Gülen cemaatini kast ederek “Yargıda 2010′dan önce bir vesayet vardı. Ondan sonra bir başka vesayet geldi” diyen Kılıç, Türkiye’de demokratik kültür gelişmediği sürece hangi sistem getirilirse getirilsin sorunların çözülemeyeceğini savundu.

“LAİKLİK HEP YANLIŞ ANLAŞILDI”

Laikliğin Türkiye’de yıllardır yanlış uygulandığını, devletin laik olmasıyla toplumun laik olmasının karıştırıldığını belirten Haşim Kılıç, bu durumun “içi ile dışı bir olmayan, çift kişilikli bireyler oluşmasına yol açtığına” dikkat çekti.

Yeni Yüzyıl gazetesinden Seda Şimşek’in sorularını yanıtlayan Haşim Kılıç 'kimlik siyaseti'ni ise şu sözlerle eleştirdi:

“Kimlik üzerinden siyaset yapanlar, önce kendi mahallesine baktı. Diğer mahalle ne yapıyor onu unuttu. Hangi kimlik iktidarı ele geçirdiyse kendi mahallesinin sorunlarını çözdü. Bunun üzerinden yapılan siyaset başarılı oldu. Devleti ele geçirdiğinde kendi mahallesiyle ilgilendi. ‘Hâkim devlet’ anlayışının yerine, ideolojik devlet ortaya çıktı. Ama Türkiye’nin sorunları çözülmedi.  Kin ve nefret kültürü ortaya çıktı. Kin ve nefret bu toplumun baş belası. Yol ve köprüler yaptık ancak insanın kalbine giden yolları yok ettik. Birbiriyle konuşmayan insanlar yarattık.”

“PARLAMENTER SİSTEMİN DNA’LARI İLE OYNADIK”

“Parlamenter sistemin DNA’ları ile oynadık” diyen Kılıç “Kırmızı çizgilerde oturulan masadan yeni bir anayasa çıkamaz. Temel hak ve özgürlükleri güvence altına almayan bir anayasanın, hükümet sisteminin başkanlık ya da parlamenter sistemi olmasının önemi olmaz. Demokrasi kültürü yoksa başkanlık da olsa parlamenter sistem de olsa yine yürümez. Demokratik bir kültüre sahip toplumu hazırlamalısınız, ondan sonra anayasa değişmelidir. Parlamenter sistemi işleyemez hale biz getirdik. DNA’ları ile oynadık” dedi.
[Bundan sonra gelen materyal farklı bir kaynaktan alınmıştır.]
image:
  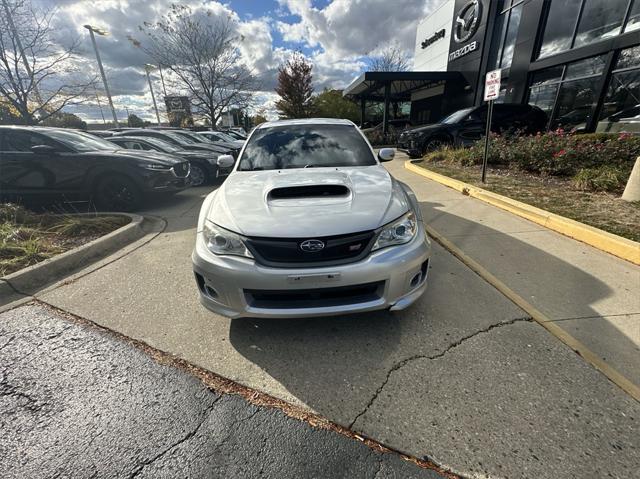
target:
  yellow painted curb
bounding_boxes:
[426,226,640,402]
[404,161,640,265]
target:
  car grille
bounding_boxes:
[246,231,375,267]
[244,281,384,309]
[173,161,190,178]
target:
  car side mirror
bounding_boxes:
[378,148,396,161]
[216,155,236,168]
[31,145,57,155]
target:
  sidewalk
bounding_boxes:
[387,153,640,385]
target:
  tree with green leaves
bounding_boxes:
[276,52,313,118]
[313,88,360,122]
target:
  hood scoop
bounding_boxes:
[267,185,351,201]
[267,184,353,206]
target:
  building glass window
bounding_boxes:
[538,0,640,58]
[573,0,629,48]
[539,0,582,57]
[597,46,640,132]
[529,55,605,130]
[624,0,640,33]
[488,1,522,70]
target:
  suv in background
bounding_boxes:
[0,126,190,211]
[398,103,547,158]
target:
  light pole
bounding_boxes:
[84,25,120,128]
[144,63,160,126]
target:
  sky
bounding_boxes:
[38,0,442,122]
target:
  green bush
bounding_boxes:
[427,130,640,191]
[573,166,629,193]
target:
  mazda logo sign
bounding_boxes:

'KENAN EVREN DE HALKOYUYLA SEÇİLDİ'

Son dönemde yüksek seslerle telaffuz edilen “başkanlık referandumu”na ilişkin de mesajlar veren Kılıç, “Başkanlık 12 Eylül’de Kenan Evren güçlü bir Cumhurbaşkanlığı sistemi getirdi. Referandumla da cumhurbaşkanını halk oyuyla seçtik. Yetki, görev ve sorumluluk aynı ama seçimle geldi. Çifte meşruiyet sorunu ortaya çıktı. Başkanlık sistemi de olsa eğer güçlü bir temsilciler meclisi varsa başkan ne yapacak? İşte burada demokrasi kültürü gerekiyor” diye konuştu.

“AYM’NİN VERDİĞİ KARAR BİR KARA LEKE”

Anayasa Mahkemesi’nin 2007 yılında cumhurbaşkanı seçiminde verdiği ’367 şartı’ kararını ‘kara bir leke’ olarak tanımlayan Kılıç, “Yargı içimde kanayan bir yaradır. Türkiye’de yargı, bir an önce bağımsız ve tarafsız bir yapıya kavuşması gerekiyor. 2010’dan önce bir vesayet vardı, ondan sonra bir başka vesayetin altına girdi. Şimdi de bir başka vesayetin. DGM’ler kalktı, özel yetkili mahkemeler geldi, onların yarattığı sorunları gördük. Şimdi de Sulh Ceza Mahkemeleri ile ilgili sorunlar yaşanıyor. Yargının sübjektif alanında sıkıntı var. Bu alanda adil ve dürüst olamıyoruz” dedi.

AYM'NİN CAN DÜNDAR VE ERDEM GÜL KARARI

Can Dündar ve Erdem Gül için AYM’nin verdiği kararı da değerlendiren Haşim Kılıç “Tutukluluk, eğer diğer tedbirler yeterli değilse sanığın kaçma, delileri karartma şüphesi varsa uygulanır. Tutukluluk, en son ve ağır bir tedbir kararıdır. AİHM de bir dava devam ederken, sonuçlanmadan istisnai olarak tutukluğa itirazı kabul ediyor. Dava yerel mahkemede devam ediyor. Mahkemeyi bağlayan şu anda bir karar yok. Bir tedbir kararına yapılan itiraza yönelik verilen bir karar var. Türkiye’de yargı tutukluğu ceza haline getirdi” dedi.